The results of the current study emphasizes once again the efficacy of arthrocentesis for treatment of patients with DDWR and complement the results of other studies [13-14,15-17] Also, our results are in general agreement with other studies that proved the efficacy of intra-artiular injection of PRP as a treatment for a wide variety of painful TMJ conditions [11,18-19].Nevertheless, studies into its clinical efficiency are not conclusive and one of the main reasons for this is that different PRP preparations are used, eliciting different responses that cannot be compared.Of these different responses is the effect of intra-articular injection of PRP on TMJ clicking. Four weeks after PRP injections, the number of patients with clicking decreased from 12 to 8 in the present study. Contrary, Moon et al [20] found no improvement in 4 patients with TMJ clicking at the same interval. This in part may be due to their small sample size.

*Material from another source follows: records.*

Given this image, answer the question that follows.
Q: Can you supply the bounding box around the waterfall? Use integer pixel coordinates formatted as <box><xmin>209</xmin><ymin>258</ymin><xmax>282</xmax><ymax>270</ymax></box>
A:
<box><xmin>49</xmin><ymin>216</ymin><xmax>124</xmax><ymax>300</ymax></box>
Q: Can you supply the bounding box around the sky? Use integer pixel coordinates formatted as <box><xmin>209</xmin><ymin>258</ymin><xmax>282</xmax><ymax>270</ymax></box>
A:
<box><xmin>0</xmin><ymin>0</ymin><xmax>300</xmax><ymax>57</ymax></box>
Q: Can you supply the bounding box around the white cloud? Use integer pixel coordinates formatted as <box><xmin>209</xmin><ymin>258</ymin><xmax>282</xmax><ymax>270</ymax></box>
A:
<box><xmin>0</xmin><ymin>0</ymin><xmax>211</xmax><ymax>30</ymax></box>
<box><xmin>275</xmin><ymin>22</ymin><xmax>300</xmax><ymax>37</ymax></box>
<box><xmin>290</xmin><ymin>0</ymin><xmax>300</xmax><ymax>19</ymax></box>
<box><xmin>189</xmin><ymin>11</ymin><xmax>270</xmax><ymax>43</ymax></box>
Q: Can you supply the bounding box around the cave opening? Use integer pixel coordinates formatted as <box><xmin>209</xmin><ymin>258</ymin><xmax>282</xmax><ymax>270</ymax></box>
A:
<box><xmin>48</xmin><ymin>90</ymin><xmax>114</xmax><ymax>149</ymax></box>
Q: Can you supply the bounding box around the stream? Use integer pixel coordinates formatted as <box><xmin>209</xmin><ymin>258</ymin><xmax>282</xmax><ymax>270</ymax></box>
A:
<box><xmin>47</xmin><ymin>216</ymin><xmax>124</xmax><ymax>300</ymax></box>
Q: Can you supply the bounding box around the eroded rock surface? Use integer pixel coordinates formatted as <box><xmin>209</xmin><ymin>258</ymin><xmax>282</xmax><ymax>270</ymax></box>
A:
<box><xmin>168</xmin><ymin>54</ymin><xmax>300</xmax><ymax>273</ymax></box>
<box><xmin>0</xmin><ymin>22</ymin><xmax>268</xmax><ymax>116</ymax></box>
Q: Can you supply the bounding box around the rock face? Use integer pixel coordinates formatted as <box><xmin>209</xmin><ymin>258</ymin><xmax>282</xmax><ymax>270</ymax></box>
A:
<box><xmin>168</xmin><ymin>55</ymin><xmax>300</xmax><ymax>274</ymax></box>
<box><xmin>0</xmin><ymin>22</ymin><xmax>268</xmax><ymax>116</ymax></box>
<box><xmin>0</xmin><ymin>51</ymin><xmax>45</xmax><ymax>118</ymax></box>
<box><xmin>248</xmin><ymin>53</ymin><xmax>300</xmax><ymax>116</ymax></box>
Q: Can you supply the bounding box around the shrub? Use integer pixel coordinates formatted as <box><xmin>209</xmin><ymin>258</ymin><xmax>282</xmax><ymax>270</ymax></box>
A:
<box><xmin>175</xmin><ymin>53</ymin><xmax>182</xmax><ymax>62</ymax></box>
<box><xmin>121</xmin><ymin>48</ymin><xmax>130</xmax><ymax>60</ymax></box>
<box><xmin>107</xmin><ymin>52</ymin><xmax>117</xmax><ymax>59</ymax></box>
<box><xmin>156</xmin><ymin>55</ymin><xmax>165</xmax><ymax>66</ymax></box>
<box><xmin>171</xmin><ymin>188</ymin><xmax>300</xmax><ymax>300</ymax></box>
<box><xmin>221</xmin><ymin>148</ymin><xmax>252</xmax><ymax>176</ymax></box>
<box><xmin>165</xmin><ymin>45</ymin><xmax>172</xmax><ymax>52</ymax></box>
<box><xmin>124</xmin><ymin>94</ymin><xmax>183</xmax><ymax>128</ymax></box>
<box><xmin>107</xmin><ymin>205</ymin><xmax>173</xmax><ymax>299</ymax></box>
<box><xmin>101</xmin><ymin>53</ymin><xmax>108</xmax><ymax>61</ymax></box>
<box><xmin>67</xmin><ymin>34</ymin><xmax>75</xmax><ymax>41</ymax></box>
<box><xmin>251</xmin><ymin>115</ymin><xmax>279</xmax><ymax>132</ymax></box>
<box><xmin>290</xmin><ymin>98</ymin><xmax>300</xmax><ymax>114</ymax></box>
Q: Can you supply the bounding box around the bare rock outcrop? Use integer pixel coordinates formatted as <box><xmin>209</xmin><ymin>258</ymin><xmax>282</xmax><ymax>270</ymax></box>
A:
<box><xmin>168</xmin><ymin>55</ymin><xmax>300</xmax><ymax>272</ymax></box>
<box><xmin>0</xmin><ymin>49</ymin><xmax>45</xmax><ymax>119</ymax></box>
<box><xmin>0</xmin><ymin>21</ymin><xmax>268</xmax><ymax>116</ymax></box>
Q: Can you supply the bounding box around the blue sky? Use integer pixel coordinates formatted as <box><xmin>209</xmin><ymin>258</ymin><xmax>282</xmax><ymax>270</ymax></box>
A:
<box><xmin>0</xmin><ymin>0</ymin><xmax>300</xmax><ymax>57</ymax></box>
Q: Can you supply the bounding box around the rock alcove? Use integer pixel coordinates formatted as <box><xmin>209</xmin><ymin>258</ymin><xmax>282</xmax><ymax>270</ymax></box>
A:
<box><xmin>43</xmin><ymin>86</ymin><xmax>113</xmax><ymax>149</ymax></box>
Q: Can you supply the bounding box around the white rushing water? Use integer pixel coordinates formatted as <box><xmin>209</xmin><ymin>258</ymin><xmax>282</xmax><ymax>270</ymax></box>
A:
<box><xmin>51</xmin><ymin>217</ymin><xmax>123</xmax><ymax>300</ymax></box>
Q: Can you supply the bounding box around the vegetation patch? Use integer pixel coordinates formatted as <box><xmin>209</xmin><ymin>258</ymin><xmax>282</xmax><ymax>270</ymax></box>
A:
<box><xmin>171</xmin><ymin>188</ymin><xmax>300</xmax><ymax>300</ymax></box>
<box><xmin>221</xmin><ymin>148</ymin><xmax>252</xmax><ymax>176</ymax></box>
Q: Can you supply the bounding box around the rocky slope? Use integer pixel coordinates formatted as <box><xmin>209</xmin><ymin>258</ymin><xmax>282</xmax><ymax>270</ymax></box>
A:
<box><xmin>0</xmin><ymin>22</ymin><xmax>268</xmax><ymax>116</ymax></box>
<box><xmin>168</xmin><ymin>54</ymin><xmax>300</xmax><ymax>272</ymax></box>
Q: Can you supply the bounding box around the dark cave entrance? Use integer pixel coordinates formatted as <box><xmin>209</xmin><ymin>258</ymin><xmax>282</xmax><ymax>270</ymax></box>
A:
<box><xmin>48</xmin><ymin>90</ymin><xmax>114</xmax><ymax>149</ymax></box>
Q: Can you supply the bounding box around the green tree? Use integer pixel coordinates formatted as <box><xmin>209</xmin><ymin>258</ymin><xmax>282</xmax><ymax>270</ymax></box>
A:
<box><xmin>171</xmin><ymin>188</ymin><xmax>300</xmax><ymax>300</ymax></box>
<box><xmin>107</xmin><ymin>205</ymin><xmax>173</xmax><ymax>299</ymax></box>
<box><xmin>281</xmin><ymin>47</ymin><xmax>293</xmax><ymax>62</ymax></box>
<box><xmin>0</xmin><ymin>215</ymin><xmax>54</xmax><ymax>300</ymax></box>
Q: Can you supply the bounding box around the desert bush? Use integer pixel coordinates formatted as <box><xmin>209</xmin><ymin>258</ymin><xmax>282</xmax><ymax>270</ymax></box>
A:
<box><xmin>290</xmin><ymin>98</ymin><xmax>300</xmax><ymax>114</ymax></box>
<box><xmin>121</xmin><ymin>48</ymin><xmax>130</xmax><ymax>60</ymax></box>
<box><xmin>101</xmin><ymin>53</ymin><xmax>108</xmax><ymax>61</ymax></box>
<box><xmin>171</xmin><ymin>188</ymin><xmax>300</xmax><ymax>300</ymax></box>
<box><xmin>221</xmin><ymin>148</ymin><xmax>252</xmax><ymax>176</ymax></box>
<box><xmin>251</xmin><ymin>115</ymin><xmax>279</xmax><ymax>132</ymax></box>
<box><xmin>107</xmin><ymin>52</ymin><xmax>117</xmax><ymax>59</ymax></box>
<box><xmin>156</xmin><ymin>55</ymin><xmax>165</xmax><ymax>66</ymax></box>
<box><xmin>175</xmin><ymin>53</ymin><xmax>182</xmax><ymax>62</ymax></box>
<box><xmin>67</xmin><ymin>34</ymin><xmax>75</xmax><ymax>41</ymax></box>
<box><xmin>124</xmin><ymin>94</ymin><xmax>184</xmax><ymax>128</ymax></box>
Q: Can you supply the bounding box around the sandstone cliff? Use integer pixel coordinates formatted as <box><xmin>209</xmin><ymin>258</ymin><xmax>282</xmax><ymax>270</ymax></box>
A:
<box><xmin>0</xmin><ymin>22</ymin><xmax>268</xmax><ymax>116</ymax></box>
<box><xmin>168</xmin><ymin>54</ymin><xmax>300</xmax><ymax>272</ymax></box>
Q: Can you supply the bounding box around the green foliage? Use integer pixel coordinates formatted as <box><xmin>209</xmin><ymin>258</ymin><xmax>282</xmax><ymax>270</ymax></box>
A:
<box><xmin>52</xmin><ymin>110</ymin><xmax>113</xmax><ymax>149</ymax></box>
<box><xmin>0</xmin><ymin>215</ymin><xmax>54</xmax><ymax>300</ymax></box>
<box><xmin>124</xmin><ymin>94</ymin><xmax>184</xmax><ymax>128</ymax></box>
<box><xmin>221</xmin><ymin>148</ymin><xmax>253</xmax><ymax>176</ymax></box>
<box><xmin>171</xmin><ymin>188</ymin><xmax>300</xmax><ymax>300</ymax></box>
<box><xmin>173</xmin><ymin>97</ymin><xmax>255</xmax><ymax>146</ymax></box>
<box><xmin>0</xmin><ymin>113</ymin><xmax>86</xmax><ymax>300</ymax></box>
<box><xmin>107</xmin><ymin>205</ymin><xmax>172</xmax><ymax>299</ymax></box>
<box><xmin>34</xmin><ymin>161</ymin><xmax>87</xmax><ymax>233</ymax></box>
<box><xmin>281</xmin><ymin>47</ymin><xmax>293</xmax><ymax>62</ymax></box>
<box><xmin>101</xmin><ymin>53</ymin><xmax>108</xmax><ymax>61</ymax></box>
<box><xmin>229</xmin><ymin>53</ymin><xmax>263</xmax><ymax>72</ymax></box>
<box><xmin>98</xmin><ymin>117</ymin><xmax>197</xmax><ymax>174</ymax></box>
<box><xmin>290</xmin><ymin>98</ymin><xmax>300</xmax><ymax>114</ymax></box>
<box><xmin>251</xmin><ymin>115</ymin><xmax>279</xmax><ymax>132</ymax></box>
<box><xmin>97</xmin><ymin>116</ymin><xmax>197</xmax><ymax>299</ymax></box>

Comparing the two groups in the present study revealed more beneficial effects of Arthrocentesis than PRP injection on MMO and joint sound. The improvement in MMO at 2, 4 and 8 weeks after treatment as well as in TMJ sounds immediately postoperative and at 2 and 4 weeks after treatment is significantly higher in the Arthrocentesis group than in the PRP injection group. The difference in pain intensity between two groups was not statistically significant. These findings contradict those of Hanc et al [ 11] who found that pain intensity and joint sound was statistically significant improved in the PRP group more than in the arthrocentesis group and that the difference in MMO between the two groups was not statistically significant. Therefore, they concluded that intra-articular PRP injection for the treatment of reducible disc displacement of the TMJ is a more effective method than arthrocentesis. The differences in PRP preparations and study intervals; 2, 4 and 8 weeks after the injection of PRP or arthrocentesis in the present study and 1 week, 3 months, and 6 months in the study of Hanc et al [11] could attribute to the differences of the results of the two studies.
The results of this study show the beneficial effects of both arthrocentesis and PRP injection therapies in patients with reducible disc displacement of the TMJ, with improvements in both pain and function. However, the short term evaluation of this study is a considerable shortcoming. Further studies are needed to answer a vital question regarding the use of PRP and how to predict and reproduce the effects of a singular and autologous preparation whose composition can vary greatly among different donors and different acquisition methods.
Conclusion
Within the limitations of this study, it is possible to conclude that intra-articular PRP injection was equivalent to arthrocentesis regarding reduction of TMJ pain with more beneficial effects of arthrocentesis on MMO and TMJ sound. Further studies are needed with larger sample and longer follow-up.
Conflict of Interest:
The authors declare no conflict of interest.